O presidente do Fed reafirmou que os dirigentes do Fomc esperam ver mais dados que os permitam ter uma maior confiança de que a inflação nos EUA está a recuar de forma sustentável para a meta, de 2% ao ano. “Não falamos sobre cortar os juros em algum mês específico”, comentou.

Ele destacou que será adequado relaxar a política monetária nos Estados Unidos em algum momento neste ano, caso o quadro da maior economia do mundo permaneça à frente. As decisões de juros no país, porém, seguirão sendo tomadas a cada reunião, conforme ele.

“Juros devem estar em seu pico neste ciclo. Queremos ter mais confiança de que inflação segue para nossa meta de 2%”, disse Powell.

O presidente do Fed afirmou ainda que as projeções econômicas divulgadas nesta quarta-feira serão “adequadas”, conforme o quadro econômico nos EUA evoluir.

“A trajetória da política monetária será ajustada conforme apropriado para promover os nossos objetivos de máximo emprego e estabilidade de preços”, disse Powell.

Longo prazo

O presidente do Federal Reserve afirmou que não é possível afirmar que os juros nos Estados Unidos serão mais elevados em um prazo mais longo. Ele disse que não vê as taxas norte-americanas retornando a “níveis mais baixos” do que aqueles vistas no período pré-pandemia”.

“Em todo o mundo, as taxas de longo prazo estavam iguais ou abaixo de zero. Mas acho que há uma tremenda incerteza em torno disso”, afirmou Powell.

Inflação um pouco acima do previsto

O presidente do Federal Reserve avaliou que a economia dos Estados Unidos está desempenhando bem, mas admitiu uma inflação mais forte do que as expectativas.

“A economia está a funcionar, a funcionar bem. Os dados de inflação vieram um pouco mais altos. Mesmo assim, continuamos a fazer bons progressos na redução da inflação”, disse Powell.

Ele afirmou ainda que o Fed vai alcançar a sua meta de inflação de 2% ao ano com o tempo.

“Esse é o nosso objetivo e vamos alcançá-lo. Os mercados acreditam que alcançaremos esse objetivo”, disse Powell.

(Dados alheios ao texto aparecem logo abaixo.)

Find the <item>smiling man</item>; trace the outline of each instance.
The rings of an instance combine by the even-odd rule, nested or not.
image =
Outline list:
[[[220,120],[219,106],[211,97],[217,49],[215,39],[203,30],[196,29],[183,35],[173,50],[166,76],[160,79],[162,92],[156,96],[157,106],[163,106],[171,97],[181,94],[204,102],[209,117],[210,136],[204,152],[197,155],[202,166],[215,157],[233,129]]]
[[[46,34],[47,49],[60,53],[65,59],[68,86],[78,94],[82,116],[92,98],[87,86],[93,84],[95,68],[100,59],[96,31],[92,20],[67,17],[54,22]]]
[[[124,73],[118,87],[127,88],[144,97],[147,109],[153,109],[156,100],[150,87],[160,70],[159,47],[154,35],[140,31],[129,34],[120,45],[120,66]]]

O presidente do Fed acrescentou que as altas menores em aluguéis nos EUA devem se refletir na inflação, mas ainda não é possível saber quando. “Há um pouco de incerteza sobre quando isso acontecerá”, concluiu.

Riscos para os dois lados

O presidente do Federal Reserve ainda afirmou que há riscos para os dois lados, de um corte muito rápido de juros ou a demora de seguir nesta direção. “Estávamos em uma situação em que se aliviarmos muito ou muito cedo, poderemos ver a inflação voltar e se fizermos isso muito tarde, podemos causar danos desnecessários ao emprego”, comentou.

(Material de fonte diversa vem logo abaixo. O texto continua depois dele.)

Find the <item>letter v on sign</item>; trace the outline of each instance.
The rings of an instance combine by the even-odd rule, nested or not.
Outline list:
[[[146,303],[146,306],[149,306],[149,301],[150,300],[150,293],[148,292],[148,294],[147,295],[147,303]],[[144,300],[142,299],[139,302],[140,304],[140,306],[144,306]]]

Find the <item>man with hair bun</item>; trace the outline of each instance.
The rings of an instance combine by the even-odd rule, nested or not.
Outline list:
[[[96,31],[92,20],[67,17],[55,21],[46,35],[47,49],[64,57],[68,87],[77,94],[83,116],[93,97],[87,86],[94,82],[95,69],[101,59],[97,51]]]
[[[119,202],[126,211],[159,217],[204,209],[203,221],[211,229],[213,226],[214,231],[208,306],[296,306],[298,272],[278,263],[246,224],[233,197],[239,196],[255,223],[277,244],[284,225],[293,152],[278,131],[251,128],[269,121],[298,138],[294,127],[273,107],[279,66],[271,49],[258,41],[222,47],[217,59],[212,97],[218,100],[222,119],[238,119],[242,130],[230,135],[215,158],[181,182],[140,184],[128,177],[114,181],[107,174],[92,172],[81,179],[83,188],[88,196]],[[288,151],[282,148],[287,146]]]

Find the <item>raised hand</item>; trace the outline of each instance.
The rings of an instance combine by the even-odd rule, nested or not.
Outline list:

Powell afirmou que em um cenário de crescimento econômico, mercado de trabalho forte e inflação em queda, o caminho de política monetária tem de ser avaliado “com cuidado”.

Segundo ele, a resposta está nos dados. No entanto, Powell ponderou que o Fed não vai agir “em demasia” a um dado específico.

Powell voltou a admitir que os números da inflação norte-americana no mês de janeiro foram “muito elevados”, mas que podem ter impactados por um fator sazonal. Por sua vez, os dados de fevereiro também superaram as expectativas do mercado, afirmou.

“Vejo o quadro de inflação nos EUA desacelerando, às vezes com sobressaltos, e isso prossegue”, disse. “Não vamos reagir exageradamente a esses dados de dois meses nem vamos ignorá-los”, acrescentou.

Balanço de ativos

Ele afirmou ainda que a autoridade pretende reduzir o ritmo de redução do seu balanço de ativos em breve. Ele ponderou, contudo, que embora o tema tenha sido discutido na reunião de hoje, nenhuma decisão foi tomada.

“Será apropriado abrandar o ritmo de redução do balanço de ativos muito em breve”, enfatizou Powell.

De acordo com ele, o abrandamento do ritmo de liquidação de ativos ajudará a garantir uma transição suave, reduzindo a possibilidade de os mercados monetários sofrerem “tensão” e diminuindo as participações do Fed em títulos, consistente com o alcance do nível apropriado, de amplas reservas.

“Continuamos empenhados em reduzir a inflação para o nosso objetivo de 2% ao ano, a fim de mantermos bem ancoradas as nossas expectativas de inflação a longo prazo”, reforçou o presidente do Fed.